In [None]:
import torch
import glob, os
import pandas as pd
import gc
from transformers import pipeline
from transformers import AutoTokenizer, AutoModelForCausalLM
from peft import PeftModel
from transformers import StoppingCriteria, StoppingCriteriaList

# Set CUDA memory allocation to reduce fragmentation
os.environ['PYTORCH_CUDA_ALLOC_CONF'] = 'expandable_segments:True'

# Clear CUDA cache at startup
if torch.cuda.is_available():
    torch.cuda.empty_cache()
    torch.cuda.synchronize()
    print(f"CUDA available. GPU: {torch.cuda.get_device_name(0)}")
    print(f"Total GPU memory: {torch.cuda.get_device_properties(0).total_memory / 1024**3:.2f} GB")


# Dataset Augmentation

This notebook loads a finetuned model and generates augmented answers for each question in the dataset.


In [None]:
# Utility functions from daic_finetune.ipynb

def get_questions_answers_df(transcripts_dir):
  transcripts_files = glob.glob(os.path.join(transcripts_dir, "*.csv"))

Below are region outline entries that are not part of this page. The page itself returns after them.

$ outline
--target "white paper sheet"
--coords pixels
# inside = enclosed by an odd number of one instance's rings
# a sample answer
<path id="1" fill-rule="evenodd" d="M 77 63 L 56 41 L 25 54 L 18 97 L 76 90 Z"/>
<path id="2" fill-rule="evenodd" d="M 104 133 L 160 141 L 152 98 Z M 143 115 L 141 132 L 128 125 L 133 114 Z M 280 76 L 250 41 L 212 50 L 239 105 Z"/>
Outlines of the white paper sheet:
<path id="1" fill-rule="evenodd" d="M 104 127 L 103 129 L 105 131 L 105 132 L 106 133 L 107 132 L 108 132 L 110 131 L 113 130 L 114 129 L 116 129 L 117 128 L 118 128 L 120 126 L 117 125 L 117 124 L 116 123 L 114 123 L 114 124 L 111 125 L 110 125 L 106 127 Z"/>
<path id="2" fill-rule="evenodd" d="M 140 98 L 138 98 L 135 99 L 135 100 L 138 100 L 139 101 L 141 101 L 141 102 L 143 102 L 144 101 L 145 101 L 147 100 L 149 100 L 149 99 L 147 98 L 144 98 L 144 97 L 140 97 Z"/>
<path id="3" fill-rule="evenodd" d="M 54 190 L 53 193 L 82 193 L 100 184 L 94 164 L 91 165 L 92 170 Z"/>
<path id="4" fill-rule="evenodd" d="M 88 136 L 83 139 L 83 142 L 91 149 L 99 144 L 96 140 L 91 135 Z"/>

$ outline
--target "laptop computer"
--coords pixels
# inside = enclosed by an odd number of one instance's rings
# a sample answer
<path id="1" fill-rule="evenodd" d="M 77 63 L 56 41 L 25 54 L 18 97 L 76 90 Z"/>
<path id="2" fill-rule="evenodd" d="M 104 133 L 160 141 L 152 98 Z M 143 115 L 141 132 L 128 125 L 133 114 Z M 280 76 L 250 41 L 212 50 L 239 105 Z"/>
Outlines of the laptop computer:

  # Load and concatenate all transcript files
  df = pd.concat(
    (
      pd.read_csv(file, sep="\t", encoding="utf-8-sig").assign(source=os.path.basename(file))
      for file in transcripts_files
    ),
    ignore_index=True
  )

  # Create block_id to identify contiguous speaker segments
  df['block_id'] = (df['speaker'] != df['speaker'].shift(1)).cumsum()

  # Aggregate by source and block_id to merge contiguous segments by the same speaker
  df = df.groupby(['source', 'block_id']).agg(
    speaker=('speaker', 'first'),
    start_time=('start_time', 'min'),
    stop_time=('stop_time', 'max'),
    value=('value', lambda x: ' '.join(x.astype(str)))
  )

  # Sort by participant and time
  df = df.sort_values(by=['source', 'start_time']).reset_index()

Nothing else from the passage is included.